Retrieve sample directories and arrange, the following organization:

A0_get_samples.sh

Arguments

FILE

Sample database with pointers to data locations, tab or space delimited first field must be the path to top-level directory containing sample folders

PATH

in which to create the sample directories; default is current directory

Details

Samples will be arranged as follows:

  • Sample_X

    • fastq

      • .fastq.gz files

Raw fastq files on the server from which data are acquired should be organized such that it resembles the following:

  • [directory]

    • Sample_XX

    • Sample_YY

      • yy1_R1.fastq.gz

      • ..

      • yyN_R1.fastq.gz

In the _RQ (requisition) version of A0.get_samples.sh, the files are organized such that the fastq files live in a subfolder (Unaligned) beneath each individual sample folder.

Examples



shopt -s nullglob

## Process args
FILE=$1
LOC=$2
if [ ${#LOC} -eq 0 ]; then
    LOC=$(readlink -f .)
fi

## Process and get the overarching, unique directories containing multiple samples
YCGA_ALL=$(awk '{FS = "\t"} {print $1}' $FILE | sort | uniq)

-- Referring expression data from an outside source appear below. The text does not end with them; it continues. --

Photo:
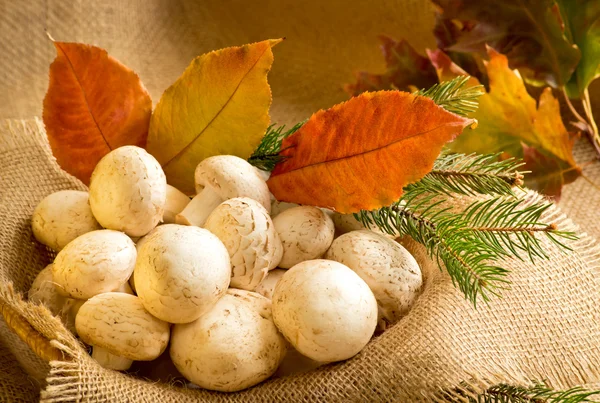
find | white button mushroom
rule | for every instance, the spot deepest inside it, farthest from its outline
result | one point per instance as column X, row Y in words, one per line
column 61, row 217
column 232, row 347
column 109, row 360
column 267, row 286
column 128, row 191
column 176, row 202
column 221, row 178
column 306, row 232
column 325, row 310
column 44, row 291
column 181, row 272
column 120, row 324
column 96, row 262
column 391, row 271
column 278, row 207
column 246, row 230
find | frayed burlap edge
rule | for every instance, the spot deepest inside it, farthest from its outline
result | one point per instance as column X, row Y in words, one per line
column 367, row 377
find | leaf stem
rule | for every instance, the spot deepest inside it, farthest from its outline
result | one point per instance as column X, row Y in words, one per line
column 587, row 106
column 572, row 108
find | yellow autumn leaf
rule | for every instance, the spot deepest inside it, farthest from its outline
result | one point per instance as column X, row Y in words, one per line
column 219, row 105
column 510, row 121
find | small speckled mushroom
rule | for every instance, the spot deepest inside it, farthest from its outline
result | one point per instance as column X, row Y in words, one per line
column 176, row 202
column 221, row 178
column 120, row 324
column 232, row 347
column 391, row 271
column 246, row 230
column 181, row 272
column 278, row 207
column 96, row 262
column 346, row 222
column 61, row 217
column 128, row 191
column 44, row 291
column 325, row 310
column 267, row 287
column 306, row 233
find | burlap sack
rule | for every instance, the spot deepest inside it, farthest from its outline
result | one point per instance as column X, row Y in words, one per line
column 546, row 327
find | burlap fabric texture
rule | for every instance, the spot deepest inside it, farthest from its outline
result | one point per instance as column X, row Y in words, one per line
column 546, row 327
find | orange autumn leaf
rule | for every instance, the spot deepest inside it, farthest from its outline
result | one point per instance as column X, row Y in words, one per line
column 361, row 153
column 94, row 104
column 510, row 121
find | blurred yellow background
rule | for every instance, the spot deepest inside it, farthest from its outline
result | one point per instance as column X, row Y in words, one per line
column 327, row 41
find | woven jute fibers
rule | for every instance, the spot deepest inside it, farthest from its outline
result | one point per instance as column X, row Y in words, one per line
column 545, row 327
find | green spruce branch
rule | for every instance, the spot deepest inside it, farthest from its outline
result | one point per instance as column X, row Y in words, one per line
column 266, row 155
column 454, row 95
column 539, row 393
column 471, row 242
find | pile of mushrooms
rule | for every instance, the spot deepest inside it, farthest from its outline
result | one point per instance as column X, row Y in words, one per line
column 236, row 285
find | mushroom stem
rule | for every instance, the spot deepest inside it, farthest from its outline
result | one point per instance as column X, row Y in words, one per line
column 109, row 360
column 198, row 210
column 176, row 202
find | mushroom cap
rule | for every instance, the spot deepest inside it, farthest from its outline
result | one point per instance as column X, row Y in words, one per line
column 231, row 347
column 175, row 203
column 181, row 272
column 267, row 287
column 306, row 233
column 325, row 310
column 230, row 176
column 387, row 267
column 278, row 207
column 44, row 291
column 246, row 230
column 128, row 191
column 69, row 312
column 61, row 217
column 96, row 262
column 346, row 222
column 258, row 302
column 120, row 324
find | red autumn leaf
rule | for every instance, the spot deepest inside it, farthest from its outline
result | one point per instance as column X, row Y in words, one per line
column 94, row 104
column 530, row 33
column 406, row 70
column 361, row 153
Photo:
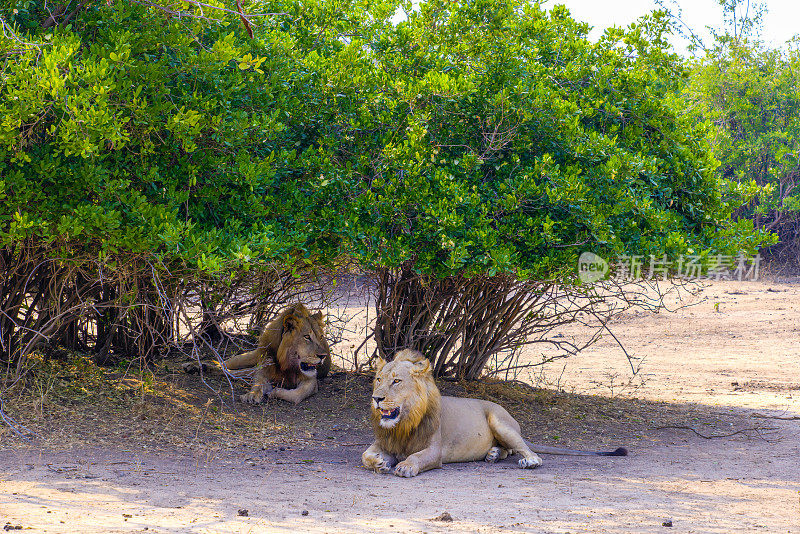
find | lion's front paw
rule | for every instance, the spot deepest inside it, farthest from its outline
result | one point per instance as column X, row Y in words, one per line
column 407, row 470
column 252, row 397
column 378, row 463
column 530, row 462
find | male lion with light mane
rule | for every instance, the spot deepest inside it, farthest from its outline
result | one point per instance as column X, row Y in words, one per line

## Create directories for each sample; place links into appropriate sample folder with uniq name
cd $LOC
echo ""
for I in $YCGA_ALL; do # I=each panfs location
    echo "Writing files in $(basename $I) .."
    for J in $I/*; do # J=each sample folder in panfs
	echo ".. Writing $(basename $J)"
	od=$(basename $J)
	if [ ! -d $od ]; then # create sample folder in workdir and the fastq dir while we're at it.
	    mkdir -p $od/fastq
	fi
	fc=$(awk -F, 'NR==2{print $1}' $J/SampleSheet.csv) # use the flowcell to distinguish fastqs that would have the same name.
	for K in $J/*.fastq*; do # K=each fastq within panfs/sample/
	    ln -s -T $K $od/fastq/${fc}_$(basename $K)
##	    mv $K $od/fastq/${fc}_$(basename $K)
	done 
    done
done

echo "Samples acquired."
echo ""